The Last Innocent Hour by Sissel Barbara Taylor

The Last Innocent Hour by Sissel Barbara Taylor

Author:Sissel, Barbara Taylor [Sissel, Barbara Taylor]
Language: eng
Format: epub
Tags: Mystery, thriller, Suspense, Horror
Amazon: B006BG77RG
Goodreads: 13393391
Published: 2000-11-13T08:00:00+00:00


Chapter Thirty-Three

“Daddy?”

Charlie sat up in his cell, looking around wildly. He said her name without sound: Chrissy? Stinkerbelle?

Her giggle ruffled the air. “Don't call me Stinkerbelle, Daddy.”

He shot up, bent to look underneath the metal shelf that held the thin mattress. She was here. She must be here.

“Chrissy?” Some part of him knew she couldn’t be, that it was the tag-end of a dream leading him on, but he was a more than willing participant; he wanted to believe she was real, his own wriggly, three-year-old girl he could get his arms around. He remembered her sweet scent; he could feel the warm weight of her against his chest when he carried her sleeping to her bed. A sound burst into his throat, something awful, terrified, and he bit down against it, dropped himself onto the cot, dropped his head into his hands. Where was she? Where was Beth? Did she hate him so much that she'd let him go to prison without a word?

He almost wanted to believe in her hate. Because the other alternative, that she hadn’t come forward because Tinker had done something to her and to Chrissy, took him into a place so hot and airless, he couldn’t breathe; he couldn’t see or feel anything except the rough hide of his rage. The fucking helplessness. The idea that they were in some kind of hurt from Tinker, and that Tinker knew and Charlie didn’t. . . .

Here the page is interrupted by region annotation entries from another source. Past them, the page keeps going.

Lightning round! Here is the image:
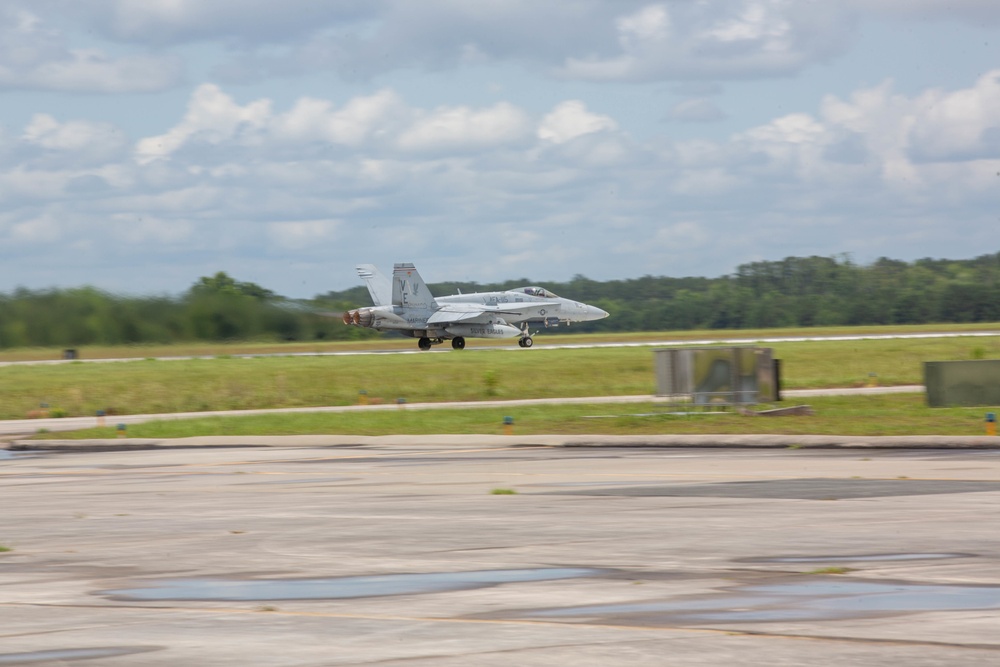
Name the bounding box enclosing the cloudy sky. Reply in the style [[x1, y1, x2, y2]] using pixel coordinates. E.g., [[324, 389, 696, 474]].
[[0, 0, 1000, 297]]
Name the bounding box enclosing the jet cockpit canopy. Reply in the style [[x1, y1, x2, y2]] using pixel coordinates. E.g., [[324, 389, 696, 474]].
[[516, 287, 559, 299]]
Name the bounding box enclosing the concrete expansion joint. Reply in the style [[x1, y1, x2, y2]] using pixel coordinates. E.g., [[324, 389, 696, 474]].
[[7, 434, 1000, 452]]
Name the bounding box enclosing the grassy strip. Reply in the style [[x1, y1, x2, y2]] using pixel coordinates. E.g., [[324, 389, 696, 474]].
[[0, 336, 1000, 419], [43, 394, 985, 439]]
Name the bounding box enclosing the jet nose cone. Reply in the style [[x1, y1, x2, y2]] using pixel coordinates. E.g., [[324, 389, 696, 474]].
[[587, 306, 608, 320]]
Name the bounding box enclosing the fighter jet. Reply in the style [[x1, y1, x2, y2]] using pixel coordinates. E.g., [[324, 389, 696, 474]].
[[343, 262, 608, 350]]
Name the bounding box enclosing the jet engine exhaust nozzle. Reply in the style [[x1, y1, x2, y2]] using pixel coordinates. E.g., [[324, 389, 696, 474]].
[[344, 308, 375, 327]]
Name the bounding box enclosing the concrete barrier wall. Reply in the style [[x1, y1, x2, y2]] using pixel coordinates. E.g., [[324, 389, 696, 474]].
[[924, 359, 1000, 408]]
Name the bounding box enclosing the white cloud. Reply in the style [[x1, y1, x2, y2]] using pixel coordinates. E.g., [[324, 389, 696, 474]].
[[558, 0, 853, 81], [538, 100, 618, 144], [0, 6, 181, 93], [136, 84, 271, 162], [399, 103, 531, 151], [0, 67, 1000, 296], [667, 97, 726, 123], [22, 114, 125, 152], [273, 90, 407, 146]]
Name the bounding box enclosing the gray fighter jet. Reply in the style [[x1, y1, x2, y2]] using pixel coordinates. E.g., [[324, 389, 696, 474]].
[[343, 263, 608, 350]]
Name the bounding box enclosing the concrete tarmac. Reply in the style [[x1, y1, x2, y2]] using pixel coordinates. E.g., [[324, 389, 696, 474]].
[[0, 436, 1000, 667]]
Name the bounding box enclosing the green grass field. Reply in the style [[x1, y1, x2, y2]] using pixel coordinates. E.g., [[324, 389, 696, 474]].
[[7, 325, 1000, 437]]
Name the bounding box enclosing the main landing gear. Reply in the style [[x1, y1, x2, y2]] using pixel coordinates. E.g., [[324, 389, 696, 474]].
[[417, 336, 465, 352]]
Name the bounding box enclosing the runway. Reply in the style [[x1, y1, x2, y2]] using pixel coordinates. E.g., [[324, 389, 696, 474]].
[[0, 439, 1000, 667], [0, 385, 924, 436], [0, 331, 1000, 368]]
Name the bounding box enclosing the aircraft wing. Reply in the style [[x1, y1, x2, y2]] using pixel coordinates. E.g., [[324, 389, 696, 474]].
[[427, 301, 559, 325]]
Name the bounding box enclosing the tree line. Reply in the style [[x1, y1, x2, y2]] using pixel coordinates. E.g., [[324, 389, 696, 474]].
[[0, 252, 1000, 348]]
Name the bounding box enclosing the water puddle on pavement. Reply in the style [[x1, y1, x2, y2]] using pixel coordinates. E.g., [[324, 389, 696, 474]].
[[527, 579, 1000, 625], [0, 646, 160, 665], [100, 567, 603, 602]]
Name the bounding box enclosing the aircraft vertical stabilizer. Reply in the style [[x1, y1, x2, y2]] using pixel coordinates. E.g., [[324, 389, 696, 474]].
[[392, 262, 437, 308], [354, 264, 392, 306]]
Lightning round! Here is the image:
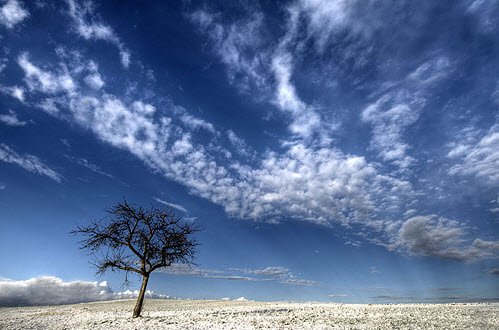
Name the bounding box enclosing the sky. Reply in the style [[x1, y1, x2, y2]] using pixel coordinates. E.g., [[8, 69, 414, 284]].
[[0, 0, 499, 305]]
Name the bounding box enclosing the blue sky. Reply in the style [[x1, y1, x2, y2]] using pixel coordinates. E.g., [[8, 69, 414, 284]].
[[0, 0, 499, 303]]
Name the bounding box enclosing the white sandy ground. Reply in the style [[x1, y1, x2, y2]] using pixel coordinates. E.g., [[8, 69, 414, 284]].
[[0, 300, 499, 330]]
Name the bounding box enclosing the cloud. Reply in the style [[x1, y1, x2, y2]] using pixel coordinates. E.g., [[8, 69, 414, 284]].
[[161, 264, 317, 286], [0, 0, 29, 29], [361, 91, 424, 168], [0, 144, 64, 183], [0, 276, 169, 306], [66, 155, 116, 179], [0, 86, 24, 102], [391, 215, 499, 261], [227, 130, 253, 157], [17, 53, 76, 94], [174, 106, 216, 133], [66, 0, 131, 68], [447, 124, 499, 185], [189, 8, 269, 93], [19, 54, 410, 231], [0, 110, 28, 126], [153, 197, 189, 213]]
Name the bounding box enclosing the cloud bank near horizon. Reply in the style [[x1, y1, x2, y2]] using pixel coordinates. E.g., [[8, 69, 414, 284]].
[[0, 276, 170, 307]]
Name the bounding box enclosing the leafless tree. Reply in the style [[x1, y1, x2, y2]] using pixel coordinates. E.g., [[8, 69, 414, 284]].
[[71, 200, 200, 317]]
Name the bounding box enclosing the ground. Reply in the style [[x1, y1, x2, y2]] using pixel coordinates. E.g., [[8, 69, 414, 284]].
[[0, 300, 499, 330]]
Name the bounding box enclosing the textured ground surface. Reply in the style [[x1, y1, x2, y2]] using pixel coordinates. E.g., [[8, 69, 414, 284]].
[[0, 300, 499, 329]]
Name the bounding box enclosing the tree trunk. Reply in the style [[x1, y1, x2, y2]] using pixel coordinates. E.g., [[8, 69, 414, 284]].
[[133, 274, 149, 317]]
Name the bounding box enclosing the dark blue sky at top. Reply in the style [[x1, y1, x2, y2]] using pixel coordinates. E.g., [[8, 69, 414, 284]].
[[0, 0, 499, 302]]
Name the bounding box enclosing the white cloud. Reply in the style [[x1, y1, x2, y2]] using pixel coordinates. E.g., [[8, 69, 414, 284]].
[[85, 72, 104, 90], [447, 124, 499, 185], [0, 0, 29, 29], [17, 53, 76, 94], [361, 91, 424, 168], [161, 264, 317, 286], [190, 10, 269, 92], [66, 0, 130, 68], [408, 56, 451, 84], [16, 52, 411, 232], [227, 130, 253, 157], [153, 197, 189, 213], [174, 106, 216, 134], [391, 215, 499, 261], [0, 110, 28, 126], [0, 144, 63, 183], [0, 86, 24, 102], [0, 276, 169, 306]]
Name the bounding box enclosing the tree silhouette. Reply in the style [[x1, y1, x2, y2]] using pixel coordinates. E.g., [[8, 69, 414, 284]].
[[71, 200, 200, 317]]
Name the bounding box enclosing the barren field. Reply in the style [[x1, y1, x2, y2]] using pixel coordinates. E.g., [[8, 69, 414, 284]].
[[0, 300, 499, 330]]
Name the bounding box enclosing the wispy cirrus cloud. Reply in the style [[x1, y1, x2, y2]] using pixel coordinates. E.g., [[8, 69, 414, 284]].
[[0, 0, 29, 29], [0, 143, 64, 183], [0, 110, 28, 126], [0, 276, 169, 307], [66, 0, 131, 68], [161, 264, 317, 286], [153, 197, 189, 213]]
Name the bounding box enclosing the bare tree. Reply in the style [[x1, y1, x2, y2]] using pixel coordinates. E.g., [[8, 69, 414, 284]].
[[71, 200, 199, 317]]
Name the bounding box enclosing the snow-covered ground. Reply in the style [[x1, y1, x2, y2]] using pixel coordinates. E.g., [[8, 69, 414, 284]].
[[0, 300, 499, 330]]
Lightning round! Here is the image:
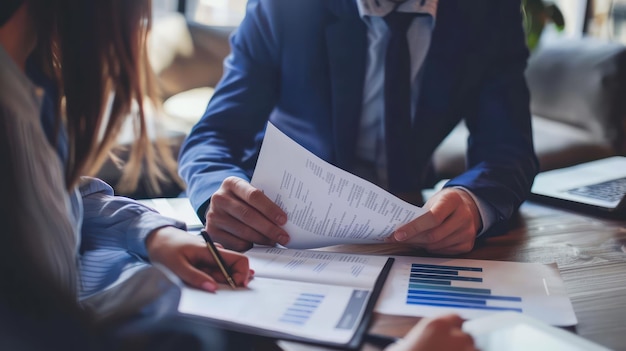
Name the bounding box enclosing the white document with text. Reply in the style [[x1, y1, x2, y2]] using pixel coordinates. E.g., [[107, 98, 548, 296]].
[[178, 247, 393, 346], [251, 123, 426, 248]]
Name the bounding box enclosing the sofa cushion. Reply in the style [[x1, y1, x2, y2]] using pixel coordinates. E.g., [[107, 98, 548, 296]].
[[526, 38, 626, 153], [433, 116, 615, 178]]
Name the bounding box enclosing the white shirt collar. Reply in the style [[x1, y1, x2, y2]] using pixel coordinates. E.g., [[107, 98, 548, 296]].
[[356, 0, 439, 19]]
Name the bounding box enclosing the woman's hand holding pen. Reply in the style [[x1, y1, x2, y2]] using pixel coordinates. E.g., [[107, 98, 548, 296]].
[[146, 227, 254, 292]]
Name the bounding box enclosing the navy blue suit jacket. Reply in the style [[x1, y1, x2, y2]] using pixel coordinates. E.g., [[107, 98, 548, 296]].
[[179, 0, 538, 236]]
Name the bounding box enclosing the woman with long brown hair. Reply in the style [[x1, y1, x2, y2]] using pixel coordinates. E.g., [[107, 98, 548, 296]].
[[0, 0, 250, 308]]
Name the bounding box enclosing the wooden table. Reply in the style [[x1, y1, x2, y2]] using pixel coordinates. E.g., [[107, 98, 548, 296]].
[[278, 202, 626, 351]]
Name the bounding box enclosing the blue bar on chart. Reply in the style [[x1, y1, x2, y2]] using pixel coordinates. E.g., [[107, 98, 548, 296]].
[[406, 263, 522, 312], [278, 293, 324, 325]]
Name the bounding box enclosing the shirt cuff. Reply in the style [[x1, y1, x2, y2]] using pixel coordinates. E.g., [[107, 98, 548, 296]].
[[453, 186, 496, 238], [126, 211, 187, 260]]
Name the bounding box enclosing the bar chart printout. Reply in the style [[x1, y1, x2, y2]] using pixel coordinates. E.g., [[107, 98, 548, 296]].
[[406, 263, 522, 312], [376, 256, 577, 326]]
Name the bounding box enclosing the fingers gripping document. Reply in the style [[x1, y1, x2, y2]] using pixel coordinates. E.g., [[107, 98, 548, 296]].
[[251, 123, 430, 249]]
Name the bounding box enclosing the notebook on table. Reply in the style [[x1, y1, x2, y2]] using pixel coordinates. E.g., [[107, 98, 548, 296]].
[[531, 156, 626, 216]]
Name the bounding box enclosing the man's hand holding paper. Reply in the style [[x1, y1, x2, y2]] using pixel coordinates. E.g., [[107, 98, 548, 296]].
[[387, 188, 482, 254]]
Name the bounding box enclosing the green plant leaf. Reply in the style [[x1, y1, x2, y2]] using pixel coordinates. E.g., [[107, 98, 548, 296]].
[[545, 4, 565, 31]]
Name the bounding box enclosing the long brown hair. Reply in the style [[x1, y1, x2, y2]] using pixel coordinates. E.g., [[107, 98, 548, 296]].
[[28, 0, 179, 192]]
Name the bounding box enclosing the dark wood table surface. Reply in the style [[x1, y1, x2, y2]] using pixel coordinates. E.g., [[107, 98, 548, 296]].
[[277, 202, 626, 351]]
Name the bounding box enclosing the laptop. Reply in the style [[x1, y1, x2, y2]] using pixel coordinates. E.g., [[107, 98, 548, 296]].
[[531, 156, 626, 216]]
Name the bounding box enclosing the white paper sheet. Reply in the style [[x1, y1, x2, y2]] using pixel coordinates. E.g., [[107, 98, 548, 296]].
[[178, 247, 388, 344], [251, 123, 426, 248], [376, 256, 577, 326]]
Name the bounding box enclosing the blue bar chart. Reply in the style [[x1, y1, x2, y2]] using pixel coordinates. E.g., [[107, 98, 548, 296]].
[[406, 263, 523, 313], [279, 293, 324, 325]]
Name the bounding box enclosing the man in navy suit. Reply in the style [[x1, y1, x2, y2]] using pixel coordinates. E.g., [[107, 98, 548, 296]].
[[180, 0, 538, 253]]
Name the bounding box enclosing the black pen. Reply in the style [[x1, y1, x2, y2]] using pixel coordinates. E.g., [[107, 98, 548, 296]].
[[200, 229, 237, 289], [365, 333, 402, 348]]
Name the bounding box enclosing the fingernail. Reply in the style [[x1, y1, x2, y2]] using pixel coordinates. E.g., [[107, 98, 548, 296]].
[[393, 232, 406, 241], [200, 282, 217, 292], [276, 215, 287, 225], [278, 235, 289, 245]]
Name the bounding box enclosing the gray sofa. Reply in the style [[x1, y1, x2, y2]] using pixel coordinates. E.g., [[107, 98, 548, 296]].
[[102, 20, 626, 197], [433, 38, 626, 178]]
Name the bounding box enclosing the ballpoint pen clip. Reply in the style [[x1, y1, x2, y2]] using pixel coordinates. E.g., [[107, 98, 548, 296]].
[[200, 230, 237, 289]]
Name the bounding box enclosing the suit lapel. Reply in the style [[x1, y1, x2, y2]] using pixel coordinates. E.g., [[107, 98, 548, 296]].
[[326, 0, 367, 168], [414, 0, 488, 165]]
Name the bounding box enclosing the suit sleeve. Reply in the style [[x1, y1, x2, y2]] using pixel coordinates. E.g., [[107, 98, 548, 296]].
[[446, 1, 538, 236], [179, 0, 280, 220]]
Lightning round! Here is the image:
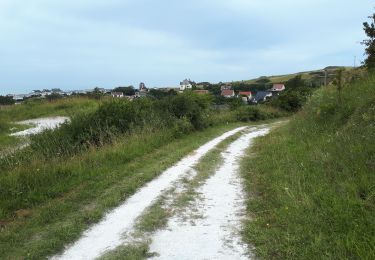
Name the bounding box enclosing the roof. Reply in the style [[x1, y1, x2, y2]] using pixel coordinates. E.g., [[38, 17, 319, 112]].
[[194, 89, 209, 94], [254, 91, 272, 101], [272, 83, 285, 90], [238, 91, 251, 96], [221, 89, 234, 96], [180, 79, 191, 85]]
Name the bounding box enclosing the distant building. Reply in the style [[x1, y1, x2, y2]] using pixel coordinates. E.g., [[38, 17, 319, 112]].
[[111, 92, 124, 98], [180, 79, 193, 91], [139, 82, 148, 92], [253, 91, 272, 103], [221, 89, 234, 98], [238, 91, 252, 100], [220, 85, 232, 91], [194, 89, 210, 95], [271, 84, 285, 92]]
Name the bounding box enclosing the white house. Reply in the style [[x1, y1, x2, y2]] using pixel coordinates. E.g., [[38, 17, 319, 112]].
[[111, 92, 124, 98], [271, 84, 285, 92], [180, 79, 193, 91], [221, 89, 234, 98]]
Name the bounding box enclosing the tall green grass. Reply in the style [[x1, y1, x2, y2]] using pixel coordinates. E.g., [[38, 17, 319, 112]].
[[242, 72, 375, 259]]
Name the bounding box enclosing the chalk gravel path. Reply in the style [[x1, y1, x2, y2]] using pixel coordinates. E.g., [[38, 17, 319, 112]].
[[150, 129, 268, 260], [52, 127, 268, 259]]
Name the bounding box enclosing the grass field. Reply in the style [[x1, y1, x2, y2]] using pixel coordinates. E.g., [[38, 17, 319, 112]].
[[242, 72, 375, 259], [0, 124, 253, 259]]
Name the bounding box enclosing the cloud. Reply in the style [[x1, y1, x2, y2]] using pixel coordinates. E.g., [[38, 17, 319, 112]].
[[0, 0, 373, 93]]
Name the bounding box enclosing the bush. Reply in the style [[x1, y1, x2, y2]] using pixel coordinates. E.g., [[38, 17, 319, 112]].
[[237, 106, 266, 122], [0, 96, 15, 105]]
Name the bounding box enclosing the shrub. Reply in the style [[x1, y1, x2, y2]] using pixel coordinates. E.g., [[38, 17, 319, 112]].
[[237, 106, 266, 122]]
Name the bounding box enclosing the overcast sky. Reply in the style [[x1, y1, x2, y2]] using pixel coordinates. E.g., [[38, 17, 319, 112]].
[[0, 0, 375, 94]]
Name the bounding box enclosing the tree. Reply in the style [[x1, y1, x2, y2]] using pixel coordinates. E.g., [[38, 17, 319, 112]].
[[113, 86, 135, 96], [362, 11, 375, 69], [0, 96, 14, 105]]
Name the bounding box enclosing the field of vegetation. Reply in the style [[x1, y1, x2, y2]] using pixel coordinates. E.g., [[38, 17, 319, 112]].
[[0, 89, 288, 259], [242, 72, 375, 259]]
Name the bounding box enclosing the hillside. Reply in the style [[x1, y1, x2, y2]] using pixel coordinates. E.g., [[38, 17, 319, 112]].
[[242, 72, 375, 259], [233, 66, 354, 86]]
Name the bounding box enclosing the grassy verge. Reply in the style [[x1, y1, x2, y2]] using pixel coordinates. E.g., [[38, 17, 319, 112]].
[[0, 124, 247, 259], [242, 76, 375, 259]]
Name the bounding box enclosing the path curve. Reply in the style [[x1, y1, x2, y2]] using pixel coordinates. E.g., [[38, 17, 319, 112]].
[[150, 128, 269, 260], [52, 127, 246, 260]]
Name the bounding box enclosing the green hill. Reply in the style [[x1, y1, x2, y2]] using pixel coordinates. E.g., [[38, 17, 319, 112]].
[[233, 66, 354, 86], [243, 71, 375, 259]]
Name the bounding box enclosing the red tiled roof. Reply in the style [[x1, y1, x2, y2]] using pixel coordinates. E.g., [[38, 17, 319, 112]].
[[238, 91, 251, 96], [221, 89, 234, 96], [194, 89, 209, 94], [273, 84, 285, 90]]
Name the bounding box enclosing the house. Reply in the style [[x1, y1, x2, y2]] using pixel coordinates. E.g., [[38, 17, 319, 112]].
[[238, 91, 252, 100], [111, 92, 124, 98], [221, 89, 234, 98], [271, 83, 285, 92], [194, 89, 210, 95], [253, 91, 272, 103], [180, 79, 193, 91], [220, 85, 232, 91], [139, 82, 148, 92]]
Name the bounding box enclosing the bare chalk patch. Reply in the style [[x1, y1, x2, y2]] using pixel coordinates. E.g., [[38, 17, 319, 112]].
[[52, 127, 246, 259], [11, 116, 69, 136], [150, 128, 269, 259]]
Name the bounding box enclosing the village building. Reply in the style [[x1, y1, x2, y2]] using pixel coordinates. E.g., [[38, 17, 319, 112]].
[[271, 83, 285, 92], [180, 79, 193, 91], [253, 91, 272, 103], [139, 82, 148, 92], [194, 89, 210, 95], [221, 89, 234, 98], [111, 92, 124, 98], [220, 85, 232, 91]]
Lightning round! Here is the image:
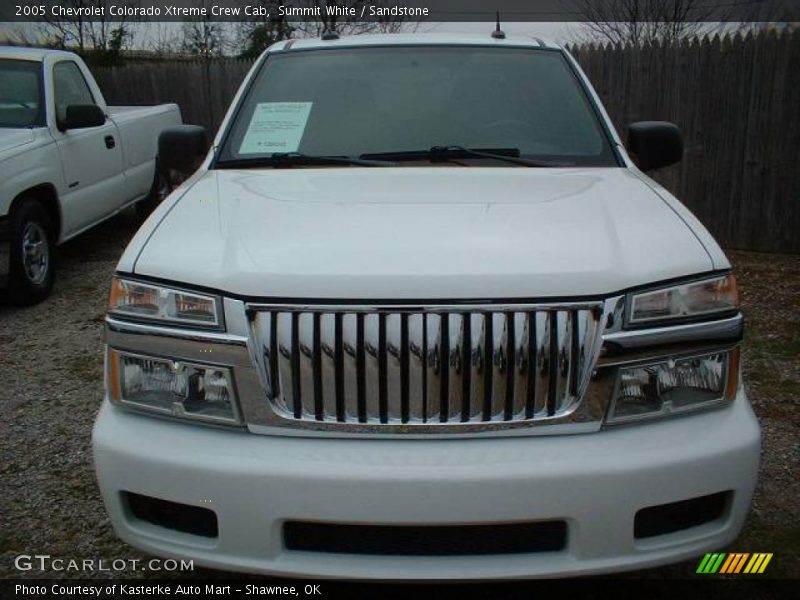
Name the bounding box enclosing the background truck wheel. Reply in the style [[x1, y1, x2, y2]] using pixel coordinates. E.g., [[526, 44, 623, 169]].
[[136, 164, 172, 221], [8, 199, 56, 305]]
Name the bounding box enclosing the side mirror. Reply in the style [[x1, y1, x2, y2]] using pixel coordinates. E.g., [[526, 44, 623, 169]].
[[158, 125, 208, 173], [61, 104, 106, 131], [627, 121, 683, 171]]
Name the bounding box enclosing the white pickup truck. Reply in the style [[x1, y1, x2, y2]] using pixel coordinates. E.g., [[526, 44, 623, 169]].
[[93, 35, 760, 580], [0, 46, 181, 303]]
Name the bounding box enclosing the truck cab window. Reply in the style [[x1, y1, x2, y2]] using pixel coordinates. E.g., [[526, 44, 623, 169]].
[[0, 60, 42, 128], [53, 61, 95, 121]]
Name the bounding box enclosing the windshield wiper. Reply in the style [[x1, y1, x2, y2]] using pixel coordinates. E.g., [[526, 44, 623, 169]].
[[216, 152, 397, 169], [359, 146, 567, 167]]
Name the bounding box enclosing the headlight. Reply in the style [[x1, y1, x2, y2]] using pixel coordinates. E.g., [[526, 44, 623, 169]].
[[107, 348, 241, 425], [108, 277, 222, 328], [628, 274, 739, 325], [606, 348, 739, 424]]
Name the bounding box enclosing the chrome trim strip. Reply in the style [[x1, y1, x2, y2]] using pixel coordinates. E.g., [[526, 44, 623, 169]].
[[604, 314, 744, 350], [106, 315, 247, 346], [245, 298, 604, 313]]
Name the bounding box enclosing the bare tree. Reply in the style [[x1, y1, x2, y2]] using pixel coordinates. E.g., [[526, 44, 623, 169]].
[[575, 0, 714, 46], [180, 21, 229, 57]]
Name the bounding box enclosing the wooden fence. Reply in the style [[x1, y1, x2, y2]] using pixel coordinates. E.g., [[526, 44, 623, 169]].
[[96, 31, 800, 254]]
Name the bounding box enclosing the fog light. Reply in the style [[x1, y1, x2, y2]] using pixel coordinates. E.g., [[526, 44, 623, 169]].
[[606, 348, 739, 423], [108, 348, 240, 424]]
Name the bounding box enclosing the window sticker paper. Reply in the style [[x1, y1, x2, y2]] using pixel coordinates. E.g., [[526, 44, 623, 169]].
[[239, 102, 314, 154]]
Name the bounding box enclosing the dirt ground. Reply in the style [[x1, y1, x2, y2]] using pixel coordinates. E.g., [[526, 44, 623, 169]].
[[0, 213, 800, 578]]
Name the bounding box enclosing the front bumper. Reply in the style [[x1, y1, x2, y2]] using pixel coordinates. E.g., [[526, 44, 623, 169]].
[[93, 390, 760, 580]]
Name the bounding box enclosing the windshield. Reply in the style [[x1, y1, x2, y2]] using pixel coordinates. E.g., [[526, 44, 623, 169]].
[[0, 59, 44, 127], [218, 46, 617, 166]]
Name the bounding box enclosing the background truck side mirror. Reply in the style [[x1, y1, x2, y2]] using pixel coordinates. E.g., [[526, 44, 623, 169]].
[[59, 104, 106, 131], [158, 125, 208, 174], [627, 121, 683, 171]]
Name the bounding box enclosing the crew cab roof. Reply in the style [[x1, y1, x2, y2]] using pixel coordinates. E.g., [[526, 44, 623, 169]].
[[0, 46, 75, 62], [268, 32, 560, 52]]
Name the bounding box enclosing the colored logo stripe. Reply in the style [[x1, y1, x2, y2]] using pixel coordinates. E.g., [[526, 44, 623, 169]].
[[744, 553, 772, 573], [697, 552, 772, 574], [719, 552, 750, 573]]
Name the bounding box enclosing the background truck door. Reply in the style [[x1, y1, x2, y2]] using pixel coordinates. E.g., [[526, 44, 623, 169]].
[[52, 60, 125, 235]]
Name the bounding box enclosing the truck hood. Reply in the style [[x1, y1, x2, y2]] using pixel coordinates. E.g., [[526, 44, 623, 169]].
[[0, 127, 34, 159], [131, 166, 713, 300]]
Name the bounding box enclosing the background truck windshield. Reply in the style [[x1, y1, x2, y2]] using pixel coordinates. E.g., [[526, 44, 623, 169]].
[[0, 60, 43, 127], [219, 46, 616, 166]]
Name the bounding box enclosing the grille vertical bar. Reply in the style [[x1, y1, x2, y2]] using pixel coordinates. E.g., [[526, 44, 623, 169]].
[[255, 306, 602, 426]]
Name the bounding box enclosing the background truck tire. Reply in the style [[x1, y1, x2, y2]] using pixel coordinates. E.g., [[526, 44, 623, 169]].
[[8, 198, 56, 305]]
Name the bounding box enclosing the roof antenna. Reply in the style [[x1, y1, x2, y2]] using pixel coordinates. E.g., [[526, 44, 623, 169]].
[[492, 10, 506, 40], [321, 22, 339, 41]]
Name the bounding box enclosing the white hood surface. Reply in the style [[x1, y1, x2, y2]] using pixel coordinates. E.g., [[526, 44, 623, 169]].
[[134, 166, 714, 300]]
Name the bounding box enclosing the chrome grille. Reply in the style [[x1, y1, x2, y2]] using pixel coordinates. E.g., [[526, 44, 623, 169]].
[[249, 302, 603, 429]]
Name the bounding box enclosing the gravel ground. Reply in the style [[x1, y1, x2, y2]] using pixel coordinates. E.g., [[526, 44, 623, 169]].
[[0, 213, 800, 578]]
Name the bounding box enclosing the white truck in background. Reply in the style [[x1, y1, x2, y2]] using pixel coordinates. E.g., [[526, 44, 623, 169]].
[[0, 46, 181, 304]]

He laid back, threw his elbow over his eyes. He had nothing, his memories, a cold sense of dread, this useless despair. He had always heard that anyone could be a killer, given the right set of circumstances, the right trigger. He’d never thought much about it; but now it was all he thought about. There was no doubt in his mind what he’d do if he ever saw Tinker again, no end to the ways he had imagined that bastard could die.

o0o

Charlie got off the prison bus that had brought him from Diagnostic, tipped back his head and gazed into the sky at the arc of blue light, letting it print on his eyes, and then the guard prodded him through the door of the Walker unit, and it swung shut. He shuffle-marched with the rest of the new inmates down concrete corridor, a blind sheep, breathing in air that was thick with the smell of lard, an underscore of something that might have been tomato and the usual pasta that had been cooked to glue. Chow in here wouldn’t be any different than at Diagnostic. Not that Charlie cared. His appetite was mere habit.

“Hey, Cunningham.”

He turned at the sound of his name. One of the gray shirts, a beefy-faced guy, detached himself from the welcoming committee. He was big and crudely made. Bluto of the Popeye cartoons in a uniform.

“I been waitin' for you, boy.” The uniform grabbed Charlie's elbow. “I got your paperwork took care of. You’re coming with me.”

“Hey, Brashear,” another guard called after them. “Where you goin’?”

“I know this guy; I’m giving him my personal attention.